- Born: Omar David Hernández Colón January 21, 1994 (age 32) Lares, Puerto Rico
- Origin: Puerto Rico
- Genres: Reggaeton; urban pop;
- Occupations: Singer; actor;
- Instrument: Vocals
- Years active: 2014–present
- Label: On Fire

= Darkiel =

Puerto Rican reggaeton artist and actor

Omar David Hernández Colón, known as Darkiel (born January 21, 1994), is a Puerto Rican reggaeton singer and actor, born in Lares. He is better known for his role in the Netflix biographical series of Nicky Jam called Nicky Jam: El Ganador.

==Career==
Darkiel started his career at the age of nineteen with social media, doing freestyles on Facebook page Freestyle Mania Music.
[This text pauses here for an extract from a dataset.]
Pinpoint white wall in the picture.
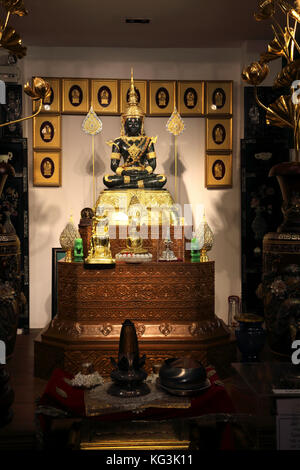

His inspirations are Daddy Yankee and Don Omar.

Darkiel has issued over two dozen video singles. They include "Ella Me Oculta," "Aqui Estas Tu" (and a remix), "Si Me Apagan el Sol", "Montate y Zumba", and a lyric video of the J Alvarez remix of "De una Forma Diferente" that gained over 300,000 views within four days of posting it in August 2016. Darkiel's videos have amassed over 40 million views on YouTube.

Darkiel acted in the biographical series Nicky Jam: El Ganador, based on the story of American reggaeton artist Nicky Jam, as the younger self of the latter.

In 2019, Cárdenas Marketing Network, a company that has marketed other Puerto Rican musicians such as Bad Bunny and Marc Anthony, began work with Darkiel.

==Lyrics==

His lyrics talk about the ups and downs of romance and Darkiel has said that he "doesn’t need to be explicit to be liked by youth". He has been praised for releasing "clean reggaeton".

At one time he stated he did not want to be part of the Latin trap, saying in Spanish:

I have participated in some remix of songs, such as with Bryant Myers, Anuel AA, Noriel, in which they appear. I even have some trap which are not that explicit.
 and

I like trap’s music, I like its rhythm. But it’s not a line I want to focus on.